By he, I assume you mean Fincher. Yes, the movie paints a lot of its female characters in a very unflattering light, but I don't think that he's pushing a feminist agenda.
The book might be perceived as "a feminist's dream", because most of the central characters are written as full and complex without regard to gender. They may stereotype themselves and each other according to gender roles, but Flynn, the author does not. She has said men are allowed - as fictitious characters - to be bad in a way women are not. And I truly don't believe that any feminist has ever worried about feminism being destroyed with GG, more to expose that certain patterns are acceptable when it comes to men, but not women.
... but in all the women who blindly believes her, like the host, Ellen Abbott who blindly believes Amy and accuses Nick of almost everything possible.
I think one of the the main intentions Fincher has had, is that highlight how the media works, today worse than ever, but not because they are women. Now most of the reporters who handles such cases are women, which also shows a distortion that is not okay. Where are the men?

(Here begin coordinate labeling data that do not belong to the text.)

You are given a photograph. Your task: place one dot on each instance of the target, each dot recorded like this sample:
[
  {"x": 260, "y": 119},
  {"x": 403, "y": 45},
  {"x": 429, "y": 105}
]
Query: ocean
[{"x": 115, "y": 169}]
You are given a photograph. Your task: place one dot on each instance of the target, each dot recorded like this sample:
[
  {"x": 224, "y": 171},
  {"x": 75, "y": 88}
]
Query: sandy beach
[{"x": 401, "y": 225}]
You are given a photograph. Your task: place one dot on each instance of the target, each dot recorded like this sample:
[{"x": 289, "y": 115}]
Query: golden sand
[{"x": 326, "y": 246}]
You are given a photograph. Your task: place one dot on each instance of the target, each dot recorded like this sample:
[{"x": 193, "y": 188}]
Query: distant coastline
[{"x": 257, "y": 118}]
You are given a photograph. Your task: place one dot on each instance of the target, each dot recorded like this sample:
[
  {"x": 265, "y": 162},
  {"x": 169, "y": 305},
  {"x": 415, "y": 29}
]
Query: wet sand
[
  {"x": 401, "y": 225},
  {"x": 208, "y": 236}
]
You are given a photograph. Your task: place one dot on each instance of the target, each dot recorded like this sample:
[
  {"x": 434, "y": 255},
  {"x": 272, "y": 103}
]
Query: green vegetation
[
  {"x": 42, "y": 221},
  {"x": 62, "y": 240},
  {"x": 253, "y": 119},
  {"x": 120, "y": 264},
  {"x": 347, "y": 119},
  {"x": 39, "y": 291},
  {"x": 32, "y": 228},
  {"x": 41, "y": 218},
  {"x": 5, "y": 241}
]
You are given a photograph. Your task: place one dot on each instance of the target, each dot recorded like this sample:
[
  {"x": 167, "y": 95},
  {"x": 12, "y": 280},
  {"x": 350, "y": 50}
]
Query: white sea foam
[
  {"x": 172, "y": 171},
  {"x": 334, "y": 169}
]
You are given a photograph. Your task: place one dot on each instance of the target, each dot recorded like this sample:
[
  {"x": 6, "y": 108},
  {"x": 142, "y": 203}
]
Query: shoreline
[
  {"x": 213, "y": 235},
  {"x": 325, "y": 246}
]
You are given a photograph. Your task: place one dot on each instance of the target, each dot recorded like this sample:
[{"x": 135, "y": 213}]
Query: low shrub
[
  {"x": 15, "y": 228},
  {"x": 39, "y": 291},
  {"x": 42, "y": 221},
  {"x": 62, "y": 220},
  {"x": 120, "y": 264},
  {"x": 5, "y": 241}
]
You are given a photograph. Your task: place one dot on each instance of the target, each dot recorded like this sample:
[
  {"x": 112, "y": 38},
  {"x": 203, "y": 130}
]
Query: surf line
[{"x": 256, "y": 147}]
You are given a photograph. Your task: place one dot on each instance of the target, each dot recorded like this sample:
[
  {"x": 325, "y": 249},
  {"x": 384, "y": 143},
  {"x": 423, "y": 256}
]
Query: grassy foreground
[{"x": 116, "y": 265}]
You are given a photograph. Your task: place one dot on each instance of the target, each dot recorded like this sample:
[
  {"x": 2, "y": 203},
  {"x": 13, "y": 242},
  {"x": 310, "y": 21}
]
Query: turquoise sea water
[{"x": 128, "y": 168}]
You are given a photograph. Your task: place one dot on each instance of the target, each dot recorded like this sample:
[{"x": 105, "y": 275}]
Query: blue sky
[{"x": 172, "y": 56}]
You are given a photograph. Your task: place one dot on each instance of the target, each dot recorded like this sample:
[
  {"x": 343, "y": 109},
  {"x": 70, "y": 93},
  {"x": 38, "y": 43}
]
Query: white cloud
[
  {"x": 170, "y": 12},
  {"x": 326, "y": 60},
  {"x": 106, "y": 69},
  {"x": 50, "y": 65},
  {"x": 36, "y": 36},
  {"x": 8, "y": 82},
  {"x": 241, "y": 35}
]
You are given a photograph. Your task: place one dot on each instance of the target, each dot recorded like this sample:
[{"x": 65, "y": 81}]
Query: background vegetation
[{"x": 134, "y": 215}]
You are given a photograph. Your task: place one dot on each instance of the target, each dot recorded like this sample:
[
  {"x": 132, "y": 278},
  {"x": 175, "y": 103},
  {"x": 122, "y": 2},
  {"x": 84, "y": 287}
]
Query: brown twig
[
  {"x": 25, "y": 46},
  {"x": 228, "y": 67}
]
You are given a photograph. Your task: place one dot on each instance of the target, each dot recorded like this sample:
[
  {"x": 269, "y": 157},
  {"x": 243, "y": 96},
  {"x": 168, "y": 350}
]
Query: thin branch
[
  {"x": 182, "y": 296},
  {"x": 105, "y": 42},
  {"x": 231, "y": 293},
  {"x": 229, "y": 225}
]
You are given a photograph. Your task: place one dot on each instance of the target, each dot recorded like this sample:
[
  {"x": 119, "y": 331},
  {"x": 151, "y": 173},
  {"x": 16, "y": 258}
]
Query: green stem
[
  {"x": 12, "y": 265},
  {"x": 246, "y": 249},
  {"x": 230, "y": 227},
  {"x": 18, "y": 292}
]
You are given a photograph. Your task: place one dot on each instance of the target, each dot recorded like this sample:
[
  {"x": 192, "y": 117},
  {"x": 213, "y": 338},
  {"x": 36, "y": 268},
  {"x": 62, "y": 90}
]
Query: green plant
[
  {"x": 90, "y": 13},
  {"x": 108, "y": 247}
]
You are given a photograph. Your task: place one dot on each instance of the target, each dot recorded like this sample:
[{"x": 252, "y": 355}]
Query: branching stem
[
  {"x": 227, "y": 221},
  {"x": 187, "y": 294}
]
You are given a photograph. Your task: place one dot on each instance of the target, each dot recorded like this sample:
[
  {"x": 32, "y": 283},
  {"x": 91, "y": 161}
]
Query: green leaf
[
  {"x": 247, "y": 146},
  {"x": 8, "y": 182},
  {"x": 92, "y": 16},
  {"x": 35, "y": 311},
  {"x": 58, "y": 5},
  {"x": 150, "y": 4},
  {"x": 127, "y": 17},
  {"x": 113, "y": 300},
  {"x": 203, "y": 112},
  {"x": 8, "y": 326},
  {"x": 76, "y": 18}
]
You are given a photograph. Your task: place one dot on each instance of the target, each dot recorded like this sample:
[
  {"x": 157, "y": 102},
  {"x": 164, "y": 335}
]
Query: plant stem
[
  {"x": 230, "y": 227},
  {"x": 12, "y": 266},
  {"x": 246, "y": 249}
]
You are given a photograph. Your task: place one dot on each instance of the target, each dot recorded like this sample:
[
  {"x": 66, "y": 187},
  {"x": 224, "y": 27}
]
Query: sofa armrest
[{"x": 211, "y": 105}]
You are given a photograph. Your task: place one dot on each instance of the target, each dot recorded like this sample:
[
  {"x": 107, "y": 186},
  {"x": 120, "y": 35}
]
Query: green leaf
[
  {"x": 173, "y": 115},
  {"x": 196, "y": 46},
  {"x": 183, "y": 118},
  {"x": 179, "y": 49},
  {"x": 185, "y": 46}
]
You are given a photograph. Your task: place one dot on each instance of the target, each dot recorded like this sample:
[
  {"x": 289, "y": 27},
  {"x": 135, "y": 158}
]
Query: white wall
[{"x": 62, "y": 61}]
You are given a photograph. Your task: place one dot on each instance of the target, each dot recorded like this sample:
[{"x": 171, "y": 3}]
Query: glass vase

But what I think Fincher also is looking for is about us, the audience, or rather people in general. And the media, paired with morality, or rather lack of. I've said this before, but aside from that Amy suffers from some kind of personality disorder, psycho or sociopath, which doesn't really have to do with morality in the ordinary sense, the morality of the movie is also that the media we have today is completely ruthless, trying to sell just about anything at any cost. And once the media hype is spinning, there's no end to it. But a huge middle finger get the people, the average Joe, who are swallowing everything what the media says, without questioning practically – nothing.